If an operator can measure a part only once (such as with destructive testing), you must be able to assume that all parts within a single batch are identical enough to claim that they are the same part. If you are unable to make that assumption then part-to-part variation within a batch will mask the measurement system variation.
Ideally, very little of the variability should be due to repeatability and reproducibility. Differences between parts (Part-to-Part) should account for most of the variability.
Step 3: Examine the graphs for more information on the gage study
The gage R&R graphs provide information about the measurement system.
Components of variation graph
Shows whether the largest of component of variation is part-to-part variation.
In an acceptable measurement system, the largest component of variation is part-to-part variation.
R chart by operator
Shows whether any points fall above the upper control limit.
If the operators measure consistently, the points will fall within the control limits.
Xbar chart by operator
Shows whether most points fall beyond the control limits.

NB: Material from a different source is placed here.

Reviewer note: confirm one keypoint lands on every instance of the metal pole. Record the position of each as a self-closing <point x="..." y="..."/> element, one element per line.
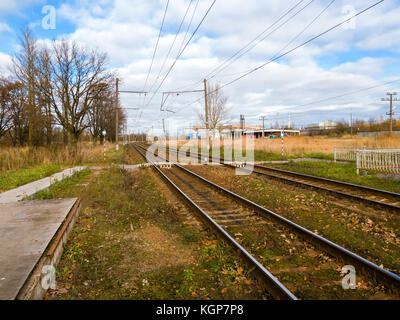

The parts that you choose for a gage R&R study should represent the typical part-to-part variability. Thus, you should expect more variation between part averages, and the graph should show that most points fall beyond the control limits.
Measurements by part (operator) graph
Shows whether multiple measurements for each part by each operator are close together, which indicates between-part variability and within-part variability.
Multiple measurements for each part that are close together indicate small variation between the measurements of the same part measured by the same operator.
Measurements by operator graph
Shows whether differences between operators are small compared to the differences between parts.
A straight horizontal line across operators indicates that the mean measurements for each operator are similar. Ideally, the measurements for each operator vary an equal amount.